The importance of playing—not just praying—together

By Rev. Laura Stephens Reed

Recently, I was talking with a pastor whose congregation has weathered the pandemic as well as any church I know. There have been no significant conflicts. The pastor has felt her people’s grace when she has made mistakes navigating new technology. The congregation has welcomed new worshipers and found innovative and COVID-safe ways to serve its larger community. Church members have stayed connected with one another as well as to the pastor.

What made all of this possible under such difficult circumstances? Simply put: It is play. The congregation was accustomed to playing together before COVID-19 hit, and they discovered new ways of enjoying each other’s company while online and physically distanced. Here’s why that spirit of play is essential:

Rev. Laura Stephens Reed

Playing together breeds creativity. When we can relax our bodies and our thoughts, we make space for new ideas. This reality is proven by neuroscience. Anxiety shuts down imagination in an effort to focus all of our resources on survival. When we smile or laugh or appreciate the beauty in something or someone, our limbic loops unlock and free us up to consider more possibilities. 

Playing together develops flexibility. Play is at root experimentation. Whether we are playing a sport, a board game, or make-believe, if we’re painting or writing, or if we’re telling a story or a joke, we’re constantly trying something out and seeing what happens. If we like the result, we repeat the action. If not, we attempt a different approach next time. Play, then, ingrains in us the belief that it is perfectly fine to change course when needed.

Playing together builds relationships. Most sanctuaries are designed so that worshipers all face the pulpit and cannot see one another very well. That reflects how many congregations operate: The pastor is the hub through which all substantive interactions flow. That puts a lot of pressure on the pastor and limits community development within and beyond the church. If a congregation plays together, though, participants get to know each other better on their own terms.

Playing together deepens trust. All of the pluses of play mentioned above contribute to trust, possibly the most important factor in a congregation’s effectiveness. Trust is the human-to-human reflection of our faith in the God who made us all and without it, we are subject to the grip of gossip, bullying, perfectionism and unhelpful assumptions. But if we can enjoy one another’s company, experiment together, and see and value those around us, we can build a bedrock of trust to which we can always return in tough times.

Fun, in other words, can have very serious benefits. And if you need further convincing, look no farther than scripture. Jesus loved to eat with friends and strangers. He told and listened to stories. He chose to value people and spend time with them, even the unlikely candidates.
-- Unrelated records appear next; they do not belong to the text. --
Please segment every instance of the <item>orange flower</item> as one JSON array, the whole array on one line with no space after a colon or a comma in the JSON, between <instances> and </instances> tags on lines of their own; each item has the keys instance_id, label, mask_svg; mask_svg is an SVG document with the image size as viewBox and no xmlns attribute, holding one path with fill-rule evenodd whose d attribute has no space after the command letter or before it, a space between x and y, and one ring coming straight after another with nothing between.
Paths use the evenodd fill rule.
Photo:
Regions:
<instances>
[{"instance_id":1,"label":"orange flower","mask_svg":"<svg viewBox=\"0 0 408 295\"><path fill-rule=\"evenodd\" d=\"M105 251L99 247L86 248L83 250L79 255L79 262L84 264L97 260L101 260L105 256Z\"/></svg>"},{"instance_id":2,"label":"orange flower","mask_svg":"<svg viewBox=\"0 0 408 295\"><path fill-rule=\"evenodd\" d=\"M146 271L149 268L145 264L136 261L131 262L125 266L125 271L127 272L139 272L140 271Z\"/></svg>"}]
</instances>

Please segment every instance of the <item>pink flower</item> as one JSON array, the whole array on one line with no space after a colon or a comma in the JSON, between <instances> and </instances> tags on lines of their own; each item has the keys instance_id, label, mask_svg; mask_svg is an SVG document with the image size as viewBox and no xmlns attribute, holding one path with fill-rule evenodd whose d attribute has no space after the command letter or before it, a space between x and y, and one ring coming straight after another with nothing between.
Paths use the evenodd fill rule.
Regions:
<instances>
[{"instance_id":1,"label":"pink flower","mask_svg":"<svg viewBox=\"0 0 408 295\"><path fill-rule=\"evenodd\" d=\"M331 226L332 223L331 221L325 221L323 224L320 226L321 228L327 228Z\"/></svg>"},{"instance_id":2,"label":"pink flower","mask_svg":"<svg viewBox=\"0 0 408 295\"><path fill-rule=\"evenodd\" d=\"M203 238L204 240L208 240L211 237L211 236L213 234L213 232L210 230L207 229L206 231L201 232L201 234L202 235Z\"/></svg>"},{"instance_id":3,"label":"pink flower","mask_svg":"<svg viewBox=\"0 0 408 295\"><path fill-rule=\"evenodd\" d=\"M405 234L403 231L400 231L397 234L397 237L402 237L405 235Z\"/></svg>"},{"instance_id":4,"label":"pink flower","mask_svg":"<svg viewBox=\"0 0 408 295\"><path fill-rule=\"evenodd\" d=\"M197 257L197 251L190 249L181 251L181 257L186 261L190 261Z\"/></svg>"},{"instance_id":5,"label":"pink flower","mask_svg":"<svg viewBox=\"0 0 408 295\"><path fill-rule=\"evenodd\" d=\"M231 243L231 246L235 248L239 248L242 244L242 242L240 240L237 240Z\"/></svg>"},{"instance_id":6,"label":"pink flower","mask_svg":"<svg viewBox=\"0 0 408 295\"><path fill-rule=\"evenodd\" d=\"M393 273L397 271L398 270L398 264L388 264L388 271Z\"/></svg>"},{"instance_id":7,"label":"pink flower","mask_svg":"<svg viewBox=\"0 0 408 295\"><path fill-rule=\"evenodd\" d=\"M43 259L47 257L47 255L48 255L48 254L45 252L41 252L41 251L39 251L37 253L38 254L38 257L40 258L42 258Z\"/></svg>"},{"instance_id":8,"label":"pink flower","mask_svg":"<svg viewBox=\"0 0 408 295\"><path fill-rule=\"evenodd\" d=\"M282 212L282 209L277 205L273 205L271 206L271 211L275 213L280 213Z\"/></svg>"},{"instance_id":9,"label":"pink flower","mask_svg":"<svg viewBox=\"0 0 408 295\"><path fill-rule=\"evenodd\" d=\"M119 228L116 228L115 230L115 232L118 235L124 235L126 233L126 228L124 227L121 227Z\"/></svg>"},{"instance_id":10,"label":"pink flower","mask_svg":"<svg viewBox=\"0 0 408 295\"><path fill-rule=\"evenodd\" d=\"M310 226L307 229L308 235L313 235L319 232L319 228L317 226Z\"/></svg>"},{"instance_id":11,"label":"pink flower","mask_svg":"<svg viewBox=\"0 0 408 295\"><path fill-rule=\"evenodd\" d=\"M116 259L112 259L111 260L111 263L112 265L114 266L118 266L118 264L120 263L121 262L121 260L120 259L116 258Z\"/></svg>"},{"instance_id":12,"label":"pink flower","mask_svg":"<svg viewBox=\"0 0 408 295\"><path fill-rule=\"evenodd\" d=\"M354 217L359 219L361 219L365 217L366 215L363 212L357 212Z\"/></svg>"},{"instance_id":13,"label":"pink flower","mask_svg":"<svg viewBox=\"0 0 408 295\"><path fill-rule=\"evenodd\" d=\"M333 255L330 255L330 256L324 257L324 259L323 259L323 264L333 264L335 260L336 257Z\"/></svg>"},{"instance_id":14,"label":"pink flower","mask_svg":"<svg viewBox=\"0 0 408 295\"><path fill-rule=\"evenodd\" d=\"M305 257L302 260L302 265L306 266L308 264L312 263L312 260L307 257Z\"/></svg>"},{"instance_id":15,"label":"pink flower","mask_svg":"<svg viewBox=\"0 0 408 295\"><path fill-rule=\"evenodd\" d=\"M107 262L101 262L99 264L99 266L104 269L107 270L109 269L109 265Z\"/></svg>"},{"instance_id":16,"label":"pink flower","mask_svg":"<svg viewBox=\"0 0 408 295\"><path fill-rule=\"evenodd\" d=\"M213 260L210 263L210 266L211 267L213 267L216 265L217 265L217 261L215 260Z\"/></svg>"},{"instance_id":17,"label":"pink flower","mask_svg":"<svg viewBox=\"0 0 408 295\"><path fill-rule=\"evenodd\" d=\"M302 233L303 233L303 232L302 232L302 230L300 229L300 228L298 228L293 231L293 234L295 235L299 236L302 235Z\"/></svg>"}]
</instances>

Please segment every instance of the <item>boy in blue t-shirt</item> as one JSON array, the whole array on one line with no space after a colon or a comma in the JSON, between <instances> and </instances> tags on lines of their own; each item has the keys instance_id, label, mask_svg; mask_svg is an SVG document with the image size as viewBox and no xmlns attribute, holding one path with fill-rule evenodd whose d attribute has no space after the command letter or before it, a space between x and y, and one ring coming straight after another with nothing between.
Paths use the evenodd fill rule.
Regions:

He even turned water into wine to keep the wedding party going in Cana!

How, then, might your congregation play together? There are so many possibilities, even if we (please no) need to return to physical distancing. For example, I recently coached a pastor on turning her report at the church’s annual meeting into a game of Charades, with key ideas from her report as the words and phrases to be acted out. (She handed out a written report as well; but she knew her people would retain much more from the game.) 

In the past. I have divided up my youth group at a local Target, given each segment a child’s wish list and a gift card, and challenged them to put together the best possible Christmas stocking for that child. I have converted a church’s mission statement into a Mad Lib, which resulted in a lot of laughs as well as better understanding and retention of the actual mission statement. I build some sort of game, puzzle or icebreaker into every congregational conversation I facilitate, because the discussion takes on a whole different tenor when I do.

Other congregations I know try on other ways of playing. They plan churchwide board game nights. They invite people to meet up for outdoor community concerts. They observe Holy Humor Sunday on the second Sunday of Easter, a longtime Christian tradition in which picnics and parties celebrate Jesus’ resurrection. They have birthday parties for the church on Pentecost. 

They organize sports teams and storytelling festivals and arts cafes and painting nights. They offer the ministry of Godly Play to invite children into wondering about and interacting with Bible stories. And, of course, many churches center play around eating together (a personal favorite!). 

I encourage your church to consider what kinds of play might work best in your context. You might have the capacity for a big event, or you might need something that is lower maintenance. Either is great. The key is to simply spend interactive time together in ways that have no agenda. And if your first attempt flops, no worries. As mentioned before, part of play is innovating, seeing what works, and adjusting accordingly. 

COVID continues, even though it is now less of a threat. The possibility remains that we will all be thrown for one loop or another. Play, though, will ready us to adapt and to stay connected with and give one another grace when that happens. Because, as my pastor friend whose church has played throughout the pandemic said, “Play is training for the unexpected.”

Laura Stephens-Reed is a clergy and congregational coach based in Alabama.